Davacı taraf, aksi sabit oluncaya kadar geçerli resmi belge niteliğinde ve her zaman aksinin ispatı mümkün olan kaza tespit tutanağındaki saptamaların hatalı olduğu ve ağır yaralanan davacının beyanı alınmadan düzenlendiğini iddia ederek tutanağın aksini ispat için keşif deliline de dayanmıştır. Kaza tespit tutanağı incelendiğinde ise; davaya konu edilen kazanın meydana geldiği yerin, yerleşim yeri içinde- aydınlatmanın olmadığı- görüş açık düz yol olduğu ve kazanın gece saat 00:00’da meydana geldiği; davalıya sigortalı aracın, iki şeritli yolun gidişine göre sağ şeridi üzerinde ve yola solundan giren davacıya sol kesimleri ile çarptığı; aracın çarpma noktasından 30 metre sonra durabildiği tespitlerinin yapıldığı görülmektedir. Ayrıca, davalıya sigortalı araç sürücüsü ile araçta bulunan yolcu, ceza soruşturmasında alınan ifadelerinde, araçlarının hızının 70 km. civarında olduğunu beyan etmiştir. Kaza mahallinin özellikleri, kazanın saati, sigortalı araç sürücüsünün hızı, iki şeritli yolun ilk şeridini geçen davacının sağ şerit üzerinde çarpmaya maruz kalması gibi hususlar dikkate alındığında; hükme esas alınan bilirkişi heyeti raporundaki kusur tespitinin somut olayın özelliklerine uygun olmadığı anlaşılmaktadır.
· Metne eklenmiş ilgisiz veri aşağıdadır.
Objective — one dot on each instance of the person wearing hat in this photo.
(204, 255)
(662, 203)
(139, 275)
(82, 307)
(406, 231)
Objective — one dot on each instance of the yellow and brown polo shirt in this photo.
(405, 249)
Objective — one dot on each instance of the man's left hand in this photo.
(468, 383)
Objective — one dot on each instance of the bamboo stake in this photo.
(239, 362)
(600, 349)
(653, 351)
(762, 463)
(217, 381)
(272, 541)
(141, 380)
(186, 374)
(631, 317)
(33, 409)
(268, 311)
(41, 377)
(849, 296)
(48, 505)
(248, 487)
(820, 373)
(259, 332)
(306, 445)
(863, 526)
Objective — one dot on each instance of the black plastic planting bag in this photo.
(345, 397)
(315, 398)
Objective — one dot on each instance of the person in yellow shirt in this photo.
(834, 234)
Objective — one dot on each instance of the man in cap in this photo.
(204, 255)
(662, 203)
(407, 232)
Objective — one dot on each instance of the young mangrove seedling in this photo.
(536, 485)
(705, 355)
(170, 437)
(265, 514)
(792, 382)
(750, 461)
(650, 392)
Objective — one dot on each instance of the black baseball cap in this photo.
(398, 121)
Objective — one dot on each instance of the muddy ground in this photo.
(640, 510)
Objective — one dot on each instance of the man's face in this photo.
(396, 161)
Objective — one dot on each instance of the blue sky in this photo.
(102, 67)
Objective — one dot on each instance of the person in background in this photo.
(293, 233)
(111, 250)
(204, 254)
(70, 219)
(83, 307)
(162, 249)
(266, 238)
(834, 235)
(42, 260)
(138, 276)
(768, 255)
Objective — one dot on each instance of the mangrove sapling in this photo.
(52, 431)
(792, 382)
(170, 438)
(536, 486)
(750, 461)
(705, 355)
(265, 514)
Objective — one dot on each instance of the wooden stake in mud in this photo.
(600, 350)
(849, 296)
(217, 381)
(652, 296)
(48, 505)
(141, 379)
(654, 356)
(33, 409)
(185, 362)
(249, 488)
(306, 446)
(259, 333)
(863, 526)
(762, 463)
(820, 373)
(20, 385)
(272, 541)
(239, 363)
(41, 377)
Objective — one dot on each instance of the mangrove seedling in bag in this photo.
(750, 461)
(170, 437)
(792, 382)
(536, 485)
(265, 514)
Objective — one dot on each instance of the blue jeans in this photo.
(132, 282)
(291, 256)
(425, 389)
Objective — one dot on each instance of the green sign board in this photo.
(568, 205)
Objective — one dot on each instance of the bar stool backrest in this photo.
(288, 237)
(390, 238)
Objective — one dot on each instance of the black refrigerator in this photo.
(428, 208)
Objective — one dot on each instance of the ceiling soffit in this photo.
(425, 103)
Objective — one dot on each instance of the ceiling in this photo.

Bu durumda mahkemece; gerektiğinde mahallinde keşif de yapılmak suretiyle kaza mahallinin ve kazanın oluş şeklinin netleştirilmesinden sonra; İTÜ ya da Karayolları Genel Müdürlüğü Fen Heyeti gibi kuruluşların konusunda uzman bilirkişi heyetinden, tüm dosya kapsamına göre, yukarıda anılan ve kusura etki eden hususları detaylı biçimde irdeleyen, oluşa uygun biçimde kazadaki taraf kusur durumlarını belirleyen ayrıntılı, gerekçeli, denetime elverişli bir rapor alınarak sonucuna göre karar verilmesi gerekirken, yeterli incelemeye dayanmayan bilirkişi raporuna göre eksik incelemeyle karar verilmesi bozmayı gerektirmiştir.
SONUÇ : Yukarıda açıklanan nedenlerle, davacı vekilinin temyiz itirazlarının kabulü ile hükmün BOZULMASINA; peşin alınan harcın istek halinde temyiz eden davacıya geri verilmesine 30/10/2018 gününde oybirliğiyle karar verildi.